The storm system is the first tropical cyclone to form in Queensland waters in December in an El Nino year.
Jasper was about 1250km east northeast of Cairns at 4am (AEST) on Friday and moving south across the Coral Sea at 10km/h, the Bureau of Meteorology said.
Over the weekend Jasper is likely to weaken while also turning west towards the Queensland coast.
“While the timing of a coastal impact remains highly uncertain, the highest risk of a cyclone impact lies between Cooktown and Mackay, including Cairns and Townsville,” the bureau said in a cyclone update.
“As Jasper approaches the coast there is a risk of re-intensification and the potential for severe impacts.”
Senior meteorologist Laura Boekel has warned the coastal region directly impacted by the cyclone may not be the only area affected.
“It may impact further away from where it is crossing,” she said on Thursday.
“We can see large impacts from tropical cyclones, especially when it comes to rainfall and flooding.”
She said potential cyclone affects included storm surges causing coastal flooding, damaging or destructive winds and heavy, widespread rainfall.
The bureau is issuing regular updates to keep communities informed.
Australia’s cyclone season is usually from November to April, typically peaking in Queensland in February and March.
Meanwhile, a tsunami warning for the coasts of Vanuatu and New Caledonia has passed, the US Tsunami Warning System says, after an earthquake of magnitude 7.2 struck the Vanuatu region.
It earlier said that hazardous tsunami waves from the earthquake were possible within 300km of the epicentre along the coasts of Vanuatu and New Caledonia.
The United States Geological Survey (USGS) measured the earthquake at 7.1 magnitude, with a depth of 48km.
The Joint Australian Tsunami Warning Centre said there was no tsunami threat to the Australian mainland, islands or territories.
To our south, a trifecta of dangerous weather conditions has prompted extreme to catastrophic danger alerts to be issued for parts of South Australia.
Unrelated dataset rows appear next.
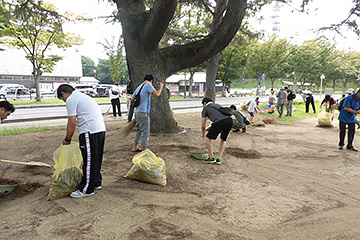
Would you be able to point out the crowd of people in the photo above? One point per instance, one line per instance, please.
(84, 112)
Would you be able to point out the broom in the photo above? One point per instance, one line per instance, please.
(130, 126)
(107, 112)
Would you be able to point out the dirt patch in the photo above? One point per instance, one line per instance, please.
(20, 190)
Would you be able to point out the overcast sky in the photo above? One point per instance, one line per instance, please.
(293, 25)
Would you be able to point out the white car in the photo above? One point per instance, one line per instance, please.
(4, 88)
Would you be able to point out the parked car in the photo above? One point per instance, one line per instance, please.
(18, 94)
(90, 92)
(102, 91)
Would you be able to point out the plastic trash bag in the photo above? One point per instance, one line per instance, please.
(68, 174)
(148, 168)
(324, 119)
(200, 155)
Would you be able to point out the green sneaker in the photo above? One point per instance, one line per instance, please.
(209, 160)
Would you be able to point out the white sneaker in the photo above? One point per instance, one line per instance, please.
(79, 194)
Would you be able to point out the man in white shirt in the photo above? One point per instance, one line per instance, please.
(115, 99)
(85, 112)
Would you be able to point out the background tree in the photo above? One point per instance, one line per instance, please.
(117, 60)
(88, 66)
(2, 21)
(35, 26)
(258, 61)
(103, 73)
(279, 51)
(143, 30)
(232, 60)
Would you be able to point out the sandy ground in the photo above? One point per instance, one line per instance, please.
(276, 182)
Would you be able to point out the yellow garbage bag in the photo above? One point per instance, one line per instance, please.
(324, 119)
(148, 168)
(68, 173)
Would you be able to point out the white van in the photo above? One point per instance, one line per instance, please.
(18, 94)
(4, 88)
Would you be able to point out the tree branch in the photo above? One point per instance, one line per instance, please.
(159, 19)
(192, 54)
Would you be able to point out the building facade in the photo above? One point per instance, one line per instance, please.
(15, 68)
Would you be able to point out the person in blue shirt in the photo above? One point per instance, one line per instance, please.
(347, 117)
(142, 112)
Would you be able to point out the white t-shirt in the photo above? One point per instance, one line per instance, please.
(117, 89)
(88, 114)
(252, 105)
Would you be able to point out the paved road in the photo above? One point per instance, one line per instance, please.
(26, 116)
(34, 113)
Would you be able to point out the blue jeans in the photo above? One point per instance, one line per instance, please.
(131, 112)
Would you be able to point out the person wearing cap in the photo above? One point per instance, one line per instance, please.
(349, 92)
(253, 107)
(240, 120)
(221, 124)
(272, 99)
(281, 96)
(329, 103)
(347, 118)
(84, 112)
(308, 99)
(6, 109)
(290, 96)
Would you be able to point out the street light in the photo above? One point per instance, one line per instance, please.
(322, 77)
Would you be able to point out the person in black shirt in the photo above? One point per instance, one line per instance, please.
(221, 124)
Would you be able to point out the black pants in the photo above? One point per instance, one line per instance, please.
(309, 100)
(116, 103)
(92, 149)
(351, 133)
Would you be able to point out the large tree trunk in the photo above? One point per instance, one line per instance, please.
(213, 62)
(142, 32)
(211, 73)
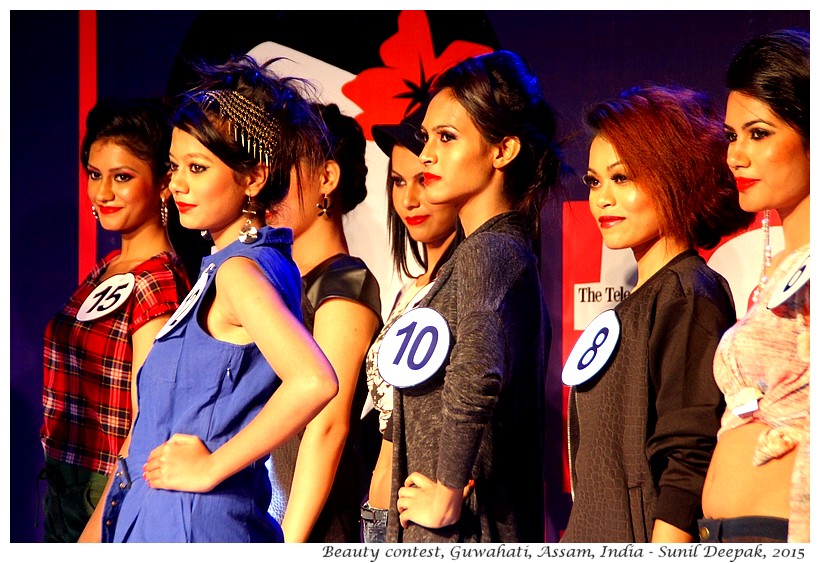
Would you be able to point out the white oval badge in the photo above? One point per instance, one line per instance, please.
(414, 347)
(107, 297)
(187, 303)
(595, 348)
(799, 278)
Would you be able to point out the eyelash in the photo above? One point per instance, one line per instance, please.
(754, 134)
(97, 176)
(593, 182)
(589, 181)
(195, 168)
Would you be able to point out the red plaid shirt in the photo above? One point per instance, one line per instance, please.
(87, 365)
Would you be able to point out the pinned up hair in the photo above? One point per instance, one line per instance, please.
(503, 97)
(286, 101)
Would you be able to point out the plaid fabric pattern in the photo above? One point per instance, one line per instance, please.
(87, 365)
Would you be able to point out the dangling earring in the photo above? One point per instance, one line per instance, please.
(767, 256)
(324, 207)
(248, 233)
(163, 212)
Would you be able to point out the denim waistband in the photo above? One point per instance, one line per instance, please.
(743, 529)
(373, 514)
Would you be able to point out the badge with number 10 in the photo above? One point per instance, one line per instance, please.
(414, 348)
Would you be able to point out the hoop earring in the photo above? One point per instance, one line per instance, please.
(163, 212)
(324, 207)
(248, 233)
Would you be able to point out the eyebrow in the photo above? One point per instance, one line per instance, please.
(608, 168)
(749, 124)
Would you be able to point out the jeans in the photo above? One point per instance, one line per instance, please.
(71, 496)
(374, 524)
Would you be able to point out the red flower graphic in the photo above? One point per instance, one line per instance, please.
(386, 94)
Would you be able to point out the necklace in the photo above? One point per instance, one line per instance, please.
(767, 257)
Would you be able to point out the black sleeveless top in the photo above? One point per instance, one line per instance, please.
(346, 277)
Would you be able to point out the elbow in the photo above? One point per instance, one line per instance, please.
(328, 386)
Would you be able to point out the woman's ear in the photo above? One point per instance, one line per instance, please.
(506, 151)
(256, 179)
(329, 177)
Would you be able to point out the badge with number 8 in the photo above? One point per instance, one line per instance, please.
(798, 278)
(107, 297)
(593, 351)
(414, 348)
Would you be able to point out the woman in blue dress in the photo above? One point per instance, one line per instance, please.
(193, 469)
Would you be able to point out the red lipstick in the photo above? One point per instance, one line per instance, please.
(744, 184)
(416, 220)
(184, 207)
(430, 178)
(608, 221)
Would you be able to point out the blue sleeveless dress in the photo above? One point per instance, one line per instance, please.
(192, 383)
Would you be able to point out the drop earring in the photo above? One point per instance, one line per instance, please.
(248, 233)
(324, 207)
(163, 212)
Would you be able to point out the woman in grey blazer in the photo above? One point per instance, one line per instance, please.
(468, 363)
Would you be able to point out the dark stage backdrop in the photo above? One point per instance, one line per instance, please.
(580, 56)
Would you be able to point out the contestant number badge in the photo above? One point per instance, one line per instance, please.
(594, 349)
(107, 297)
(414, 348)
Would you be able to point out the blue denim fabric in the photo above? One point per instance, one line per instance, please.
(374, 524)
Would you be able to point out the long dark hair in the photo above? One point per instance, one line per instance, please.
(774, 68)
(286, 100)
(503, 97)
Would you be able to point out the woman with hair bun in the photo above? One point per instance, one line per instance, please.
(233, 374)
(468, 363)
(318, 478)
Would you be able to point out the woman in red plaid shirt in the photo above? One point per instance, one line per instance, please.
(105, 329)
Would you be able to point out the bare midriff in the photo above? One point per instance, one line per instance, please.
(736, 487)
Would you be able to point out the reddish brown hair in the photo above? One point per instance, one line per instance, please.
(671, 141)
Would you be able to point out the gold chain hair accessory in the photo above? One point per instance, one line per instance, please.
(253, 127)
The Country Fire Service warned Friday would be “one of the most significant fire weather days in several years”.
It comes as high or extreme fire danger is predicted in most of NSW, where heatwave conditions are due to continue for days.
Adelaide hit 29.6C before 7am on Friday, as temperatures across the state head towards the mid-40s.
Strong winds and dry lightning are also adding to the fire risk.
Catastrophic fire danger ratings was declared for the mid-north, Flinders, Yorke Peninsula, Riverland and eastern Eyre Peninsula districts, while five regions face extreme fire danger.
Any fires that did start would be “incredibly difficult” for firefighters to control, CFS chief officer Brett Loughlin said.
“The dry lightning creates a real risk of fire starting anywhere these thunderstorms occur, unfortunately the forecast is a broad area of dry lightning and thunderstorm activity,” he told reporters on Thursday.
The service secured a large air tanker from the Commonwealth to help with firefighting operations, but Mr Loughlin said conditions could hamper its use.
“I want to stress, the forecast winds tomorrow are such that there is likely to be times when an aircraft will be unable to safely fly and fight fires,” he said.
“It is crucial that people do not rely on firefighters and aviation assets to save them.”
Residents were urged to have a bushfire survival plan in place and to understand what they would do in the event of an emergency.
Electricity outages are also possible as equipment is set to disconnect to minimise the risk of sparking a blaze.
After Friday’s heat, temperatures will dip to the low to mid-20s across much of SA on Saturday, with Adelaide forecast to have up to 60 mm of rain over the weekend.
A total fire ban is in place for several NSW areas west of the Divide for Friday, ahead of even warmer conditions on Saturday, when Sydney’s west could hit 44C.
Meanwhile, the mercury didn’t dip below 30C overnight in the outback town of Wilcannia as it sweats through a forecast 10-day streak of 40C days.
High temperatures sparked a warning to employers to protect their workers and develop a workplace heat-management plan to ensure safety.
“We don’t want to see anyone needing medical attention due to heat exposure,” SafeWork NSW head Trent Curtin said on Friday.
“Workers are reminded to listen to their body when the temperature rises and to drink plenty of water.
“It is vital you do not replace water with soft drinks, energy drinks or coffee as these can dehydrate you further. ”
Unsafe practices can be reported in NSW via the Speak Up Save Lives app.
Parts of Queensland, West Australia, the Northern Territory and ACT have also copped soaring temperatures that are expected to intensify over the weekend.